Malam itu kupikir aku bisa tidur nyenyak, tetapi nyatanya tidak. Aku terbangun ditengah malam karena mimpi buruk dan sialnya mimpi tersebut bukan merupakan mimpi yang penting untuk diceritakan disini. Bisa-bisa cerita ini dapat berubah genre.

Kesialanku tak berhenti sampai situ saja. Kepalaku terasa berat dan badanku tersa sangat tidak enak. Jangan berpikiran macam-macam, ini tak ada hubungannya dengan hal ghaib ya! Mungkin ini efek yang kudapat setelah kejadian tadi siang.
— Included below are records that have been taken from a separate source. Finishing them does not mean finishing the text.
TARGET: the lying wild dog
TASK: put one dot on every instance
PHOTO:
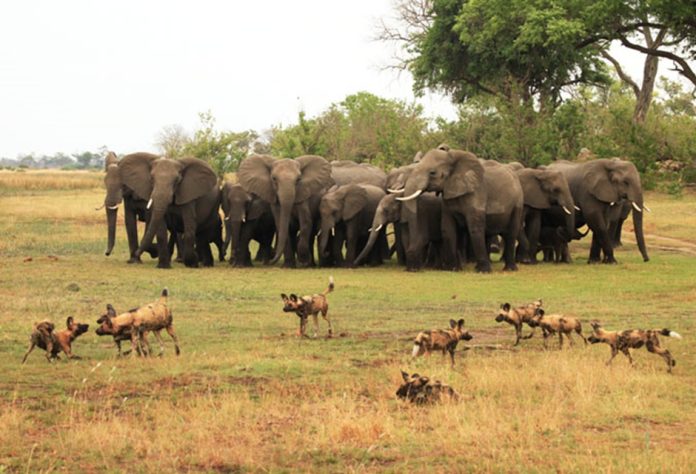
(518, 316)
(557, 324)
(54, 342)
(314, 304)
(634, 339)
(444, 340)
(152, 317)
(421, 390)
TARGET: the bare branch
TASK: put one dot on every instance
(624, 77)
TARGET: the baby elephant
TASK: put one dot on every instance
(444, 340)
(557, 324)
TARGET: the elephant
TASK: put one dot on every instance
(542, 190)
(183, 189)
(353, 206)
(134, 206)
(247, 218)
(600, 189)
(293, 188)
(347, 172)
(420, 232)
(478, 201)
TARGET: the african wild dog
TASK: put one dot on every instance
(518, 316)
(54, 342)
(421, 390)
(444, 340)
(314, 304)
(634, 339)
(152, 317)
(557, 324)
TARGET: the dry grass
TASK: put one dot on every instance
(246, 395)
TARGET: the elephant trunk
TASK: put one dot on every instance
(638, 229)
(111, 215)
(377, 223)
(287, 200)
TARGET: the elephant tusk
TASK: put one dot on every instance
(412, 196)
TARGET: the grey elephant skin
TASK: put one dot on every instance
(247, 218)
(293, 188)
(187, 190)
(352, 206)
(545, 191)
(419, 232)
(134, 206)
(600, 189)
(350, 172)
(478, 201)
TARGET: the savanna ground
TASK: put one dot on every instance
(246, 394)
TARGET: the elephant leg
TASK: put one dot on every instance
(188, 215)
(131, 221)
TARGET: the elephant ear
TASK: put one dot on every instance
(466, 176)
(534, 194)
(197, 179)
(254, 175)
(110, 159)
(355, 200)
(316, 175)
(597, 181)
(135, 173)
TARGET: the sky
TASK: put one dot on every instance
(77, 75)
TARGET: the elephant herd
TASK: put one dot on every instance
(446, 208)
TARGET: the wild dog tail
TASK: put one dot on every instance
(674, 334)
(330, 288)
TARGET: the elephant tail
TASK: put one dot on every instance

Kalau kalian lupa, biar kuingatkan. Tadi siang itu aku hampir hanyut terbawa arus sungai yang deras. Beruntung aku tidak berakhir mengambang di sungai seperti kotoran manusia.

Aku melihat jam dinding yang terpaku dengan kokoh di tembok seberang kasurku. Waktu menunjukkan pukul dua pagi. Aku menggerakkan dan mengumpulkan seluruh tenagaku untuk bangun dari kasur. Aku harus meminum obat. Obat demam? Obat sakit kepala? Entahlah apa yang ada di dapur akan kuminum semuanya.

Aku berjalan keluar kamarku tanpa menyalakan lampu. Membiarkan kondisi kamarku, ruang keluarga, dan dapur tetap dalam keadaan gelap. Aku tak ingin membangunkan siapapun.

'Biasanya Mama simpan obat dimana ya?' tanyaku dalam hati.

Aku mencari-cari kotak obat di sekitar dapur. Mengobrak-abrik lemari yang berada di sana. Mencari-cari hingga setiap sisi dan sudut dapur. Setelah beberapa menit mencari, tak kunjung kutemukan pula keberadaan kotak obat tersebut. Akhirnya aku memutuskan untuk mencarinya di ruang keluarga. Namun, saat kakiku telah menginjak area ruang keluarga, langkahku tiba-tiba terhenti.

Tubuhku membeku seketika. Bulu kudukku pun berdiri. Suasana seketika begitu senyap dan dingin. Ada seseorang di ruang keluarga. Astaga kalau saja aku tak bermimpi buruk tadi aku tak akan menjadi takut seperti ini. Kuberanikan diri untuk menyalakan lampu. Begitu lampu menyala dan menerangi ruangan, aku pun dapat bernapas lega. Ternyata Mama rupanya sedang tidur di sofa ruang keluarga. Eh, tunggu dulu!

'Mama ngapain tidur di sini?' 

Saat itu aku mendekatkan diri ke tempat Mama berada. Niatku ingin membangunkan Mama. Aku kira Mama ketiduran di ruang keluarga. Namun begitu melihat wajah Mama kuurungkan niatku. Mata Mama terlihat sangat bengkak, sepertinya Mama habis menangis. Dugaanku itu pun diperkuat dengan keberadaan sapu tangan Mama yang berada di atas meja. Sapu tangan itu basah dan berlendir.

Selain sapu tangan yang berada di atas meja, ada benda lain yang menarik perhatianku. Sebuah gelas dan bungkus obat tergeletak di sana. Aku pun mengambil bungkus obat tersebut.

'CTM?'

Ku alihkan tatapanku pada Mama. "Mama sakit apa?"